Das Arbeitsgericht hat mit Urteil vom 14. Juni 2023 die weitere Forderung iHv. 24.283,00 Euro zur Tabelle festgestellt. Das Arbeitsgericht ging davon aus, dass der umgewandelte Kapitalabfindungsanspruch der langen Verjährungsfrist von 30 Jahren gemäß § 18a Satz 1 BetrAVG unterfalle, weshalb die streitige nachgemeldete Forderung noch nicht verjährt sei.
Dieses Urteil wurde dem Beklagten am 3. Juli 2023 zugestellt.

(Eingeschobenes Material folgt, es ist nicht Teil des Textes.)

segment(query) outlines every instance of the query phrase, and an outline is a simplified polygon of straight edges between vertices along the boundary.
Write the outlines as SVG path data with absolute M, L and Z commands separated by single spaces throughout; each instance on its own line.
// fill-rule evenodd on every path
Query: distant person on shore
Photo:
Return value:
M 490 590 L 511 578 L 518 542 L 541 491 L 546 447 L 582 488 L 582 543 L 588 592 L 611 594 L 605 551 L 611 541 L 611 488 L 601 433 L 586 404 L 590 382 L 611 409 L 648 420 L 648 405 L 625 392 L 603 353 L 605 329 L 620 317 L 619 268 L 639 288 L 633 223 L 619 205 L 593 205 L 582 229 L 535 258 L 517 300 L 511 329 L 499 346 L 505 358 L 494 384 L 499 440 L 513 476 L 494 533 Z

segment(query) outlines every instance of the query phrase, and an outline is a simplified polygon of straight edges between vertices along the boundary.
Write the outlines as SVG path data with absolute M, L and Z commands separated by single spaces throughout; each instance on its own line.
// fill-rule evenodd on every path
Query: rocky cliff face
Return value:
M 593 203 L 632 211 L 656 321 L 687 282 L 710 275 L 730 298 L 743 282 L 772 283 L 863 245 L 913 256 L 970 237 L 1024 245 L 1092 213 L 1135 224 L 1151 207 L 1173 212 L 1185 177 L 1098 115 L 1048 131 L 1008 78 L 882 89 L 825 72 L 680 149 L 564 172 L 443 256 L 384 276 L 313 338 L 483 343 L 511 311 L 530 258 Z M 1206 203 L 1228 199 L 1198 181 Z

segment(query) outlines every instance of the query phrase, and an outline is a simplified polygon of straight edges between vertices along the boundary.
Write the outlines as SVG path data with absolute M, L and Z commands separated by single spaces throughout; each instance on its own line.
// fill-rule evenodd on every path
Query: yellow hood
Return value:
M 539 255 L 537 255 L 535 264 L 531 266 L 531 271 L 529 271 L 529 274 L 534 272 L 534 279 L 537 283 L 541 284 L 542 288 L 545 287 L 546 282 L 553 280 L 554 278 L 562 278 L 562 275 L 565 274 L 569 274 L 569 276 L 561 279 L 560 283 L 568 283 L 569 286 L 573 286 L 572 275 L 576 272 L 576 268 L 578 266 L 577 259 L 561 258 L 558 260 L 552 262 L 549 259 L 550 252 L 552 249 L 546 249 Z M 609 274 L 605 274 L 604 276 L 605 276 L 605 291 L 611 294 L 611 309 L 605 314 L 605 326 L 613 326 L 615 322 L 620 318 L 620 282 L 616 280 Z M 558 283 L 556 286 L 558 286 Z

Hiergegen richtet sich die vorliegende Berufung des Beklagten, die am 10. Juli 2023 beim Landesarbeitsgericht einging und zugleich begründet wurde.
Der Beklagte hält das Urteil für rechtsfehlerhaft.
Er meint weiterhin, dass der geltend gemachte Anspruch der kurzen dreijährigen Verjährung unterfalle.
Der Beklagte beantragt:
Auf die Berufung des Beklagten wird das Urteil des Arbeitsgerichts Stuttgart vom 14.06.2023, AZ: 30 Ca 399/23, abgeändert.
Die Klage wird abgewiesen.
Der Kläger beantragt,
die Berufung des Beklagten zurückzuweisen.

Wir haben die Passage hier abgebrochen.